The State of Punjab & Others Vs. Surinder Kumar and others
(Arising out of Special Leave Petition (Civil) No. 14229/91)
(Arising out of Special Leave Petition (Civil) No. 14229/91)
Regularisation
Regularisation of temporary employee – High Court granted relief by a cryptic order without assigning reasons – Respondents supporting the order on the ground that Supreme Court had also issued similar directions for absorption of temporary Govt. employees – Argument rejected and order of High Court set aside.
1. This special leave petition is directed against the order of the High Court dated 4.4.1991 disposing of a writ petition filed by the present two respondents. The entire judgment reads thus:
“On the facts and circumstances of the case, we are of the opinion that the just and fair order should be that the petitioners who have been appointed on part time basis should be continued until the Govt. make regular appointments on the recommendations of the Public Service Commission. Meanwhile the petitioners will get their salary for the period of the vacation.”
Notice was issued to the respondents asking them to get ready for final disposal of the case, and accordingly they have filed their counter affidavit followed by further affidavits by the parties.

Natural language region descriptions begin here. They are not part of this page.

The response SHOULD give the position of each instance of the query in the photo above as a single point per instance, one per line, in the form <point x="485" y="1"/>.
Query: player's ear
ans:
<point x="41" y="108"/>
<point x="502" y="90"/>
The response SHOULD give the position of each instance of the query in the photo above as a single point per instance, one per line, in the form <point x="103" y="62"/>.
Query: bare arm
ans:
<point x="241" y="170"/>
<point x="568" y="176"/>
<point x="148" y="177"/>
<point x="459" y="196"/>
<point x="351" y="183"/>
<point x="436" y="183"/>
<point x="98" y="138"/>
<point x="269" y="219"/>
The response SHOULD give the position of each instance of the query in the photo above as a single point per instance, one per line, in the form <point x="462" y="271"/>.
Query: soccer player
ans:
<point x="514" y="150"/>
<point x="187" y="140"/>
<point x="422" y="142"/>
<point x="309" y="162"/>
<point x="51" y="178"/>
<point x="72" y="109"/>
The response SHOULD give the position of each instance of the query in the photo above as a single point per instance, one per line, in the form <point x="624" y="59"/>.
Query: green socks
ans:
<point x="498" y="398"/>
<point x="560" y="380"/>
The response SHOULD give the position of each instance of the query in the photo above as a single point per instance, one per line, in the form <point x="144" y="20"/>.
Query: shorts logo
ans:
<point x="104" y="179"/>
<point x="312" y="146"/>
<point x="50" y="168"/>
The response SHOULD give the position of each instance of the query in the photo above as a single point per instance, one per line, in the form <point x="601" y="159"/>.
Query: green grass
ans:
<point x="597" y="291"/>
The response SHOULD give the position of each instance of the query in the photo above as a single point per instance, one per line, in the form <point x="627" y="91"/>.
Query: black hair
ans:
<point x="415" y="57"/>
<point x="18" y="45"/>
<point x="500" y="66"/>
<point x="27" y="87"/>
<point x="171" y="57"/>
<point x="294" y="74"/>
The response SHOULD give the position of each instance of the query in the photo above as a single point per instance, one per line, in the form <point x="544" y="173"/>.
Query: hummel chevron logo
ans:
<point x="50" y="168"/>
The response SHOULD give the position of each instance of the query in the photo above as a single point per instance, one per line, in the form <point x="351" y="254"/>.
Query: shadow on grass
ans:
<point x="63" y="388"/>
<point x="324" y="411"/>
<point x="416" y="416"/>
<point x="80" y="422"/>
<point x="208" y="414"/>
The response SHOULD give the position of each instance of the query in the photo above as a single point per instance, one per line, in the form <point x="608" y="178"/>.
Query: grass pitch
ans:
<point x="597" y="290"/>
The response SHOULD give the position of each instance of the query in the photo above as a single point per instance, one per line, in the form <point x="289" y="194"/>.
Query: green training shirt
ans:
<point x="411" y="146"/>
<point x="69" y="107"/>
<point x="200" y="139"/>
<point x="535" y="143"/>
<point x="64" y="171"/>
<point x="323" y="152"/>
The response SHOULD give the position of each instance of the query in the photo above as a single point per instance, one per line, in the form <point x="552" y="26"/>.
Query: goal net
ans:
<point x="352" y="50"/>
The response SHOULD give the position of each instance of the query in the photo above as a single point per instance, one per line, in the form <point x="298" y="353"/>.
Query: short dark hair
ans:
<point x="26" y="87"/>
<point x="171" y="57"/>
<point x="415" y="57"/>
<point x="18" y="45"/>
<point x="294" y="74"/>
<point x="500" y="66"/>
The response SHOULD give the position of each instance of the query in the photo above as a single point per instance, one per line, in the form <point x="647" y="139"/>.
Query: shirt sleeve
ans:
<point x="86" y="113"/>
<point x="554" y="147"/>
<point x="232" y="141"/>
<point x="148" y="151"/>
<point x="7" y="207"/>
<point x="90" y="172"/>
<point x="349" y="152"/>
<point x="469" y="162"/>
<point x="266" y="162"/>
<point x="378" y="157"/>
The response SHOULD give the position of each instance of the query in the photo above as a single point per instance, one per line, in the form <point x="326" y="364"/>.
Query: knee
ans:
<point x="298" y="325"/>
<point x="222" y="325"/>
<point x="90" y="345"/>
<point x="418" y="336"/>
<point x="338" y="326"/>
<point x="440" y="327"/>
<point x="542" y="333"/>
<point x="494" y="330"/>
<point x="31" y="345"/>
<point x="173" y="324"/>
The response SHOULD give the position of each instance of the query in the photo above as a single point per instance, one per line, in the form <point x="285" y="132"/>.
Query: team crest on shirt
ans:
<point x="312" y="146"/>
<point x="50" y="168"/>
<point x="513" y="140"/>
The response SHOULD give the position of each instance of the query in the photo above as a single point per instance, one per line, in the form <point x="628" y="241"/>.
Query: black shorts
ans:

2. Special leave is granted.
3. In pursuance of certain Instructions issued by the Director, Education Department of the State of Punjab in 1990, each of the respondents was offered a post, as per annexures P/1 and P/2 respectively, of part time lecturer on the specific condition that he could be relieved at any time without notice, and that the payment would be made at the rate indicated therein on hourly basis. The respondents accepted the offers, and were appointed accordingly. On 26.2.1991 the respondents filed the writ petition (CWP No. 3150/91), contending that they were entitled to be regularised in their posts as lecturers with salary on regular pay-scale.
4. A written statement was filed refuting the claim in the writ petition and giving the reference of similar writ petitions which had been earlier dismissed by this Court. The respondents also detailed relevant facts which clearly distinguish the regularly appointed lecturers from the part time appointees, and indicate that the writ petition was fit to be dismissed. The court, however, without dealing with any of the points raised by the appellants (respondents before the High Court) allowed the writ petition by a cryptic order, which has been quoted above.
5. It is not contested that an Instruction by the Education Department was issued in pursuance of which the appointments of the respondents in question were made as part time lecturers. It is also not suggested that the respondents accepted the terms set out in annexures P/1 and P/2 under mistake. We, therefore, do not find any reason as to why the specific terms on which the appointments were made could not be enforced. We have gone through the special leave petition, the respondents’ counter affidavit and the other affidavits filed by the parties, and do not find any relevant material or tenable plea in support of the claim in the writ petition filed in the High Court. The learned counsel for the respondents also could not suggest any ground for sustaining the impugned order except contending that this Court has issued directions for absorption of temporary or ad hoc Government servants on permanent basis in several cases. It has been argued that if this could be done by this Court without assigning any reason, it should be open to the High Courts as well to allow writ petitions in similar terms. We are not in a position to agree.
6. A decision is available as a precedent only if it decides a question of law. The respondents are, therefore, not entitled to rely upon an order of this Court which directs a temporary employee to be regularised in his service without assigning reasons. It has to be presumed that for special grounds which must have been available to the temporary employees in those cases, they were entitled to the relief granted. Merely because grounds are not mentioned in a judgment of this Court, it cannot be understood to have been passed without an adequate legal basis therefor. On the question of the requirement to assign reasons for an order, a distinction has to be kept in mind between a court whose judgment is not subject to further appeal and other courts. One of the main reasons for disclosing and discussing the grounds in support of a judgment is to enable a higher court to examine the same in case of a challenge. It is, of course, desirable to assign reasons for every order or judgment, but the requirement is not imperative in the case of this Court. It is, therefore, futile to suggest that if this Court has issued an order which apparently seems to be similar to the impugned order, the High Court can also do so. There is still another reason why the High Court cannot be equated with this Court. The Constitution has, by Article 142, empowered the Supreme Court to make such orders as may be necessary “for doing complete justice in any case or matter pending before it”, which authority the High Court does not enjoy. The jurisdiction of the High Court, while dealing with a writ petition, is circumscribed by the limitations discussed and declared by the judicial decisions, and it cannot transgress the limits on the basis of whims or subjective sense of justice varying from Judge to Judge.
7. It is true that the High Court is entitled to exercise its judicial discretion in deciding writ petitions or civil revision applications but this discretion has to be confined in declining to entertain petitions and refusing to grant relief, asked for by petitioners, on adequate considerations; and it does not permit the High Court to grant relief on such a consideration alone.
8. We, therefore, reject the argument addressed on behalf of the respondents that the High Court was entitled to pass any order which it thought fit in the interest of justice. Accordingly we set aside the impugned order and allow the appeal, but in the circumstances without costs.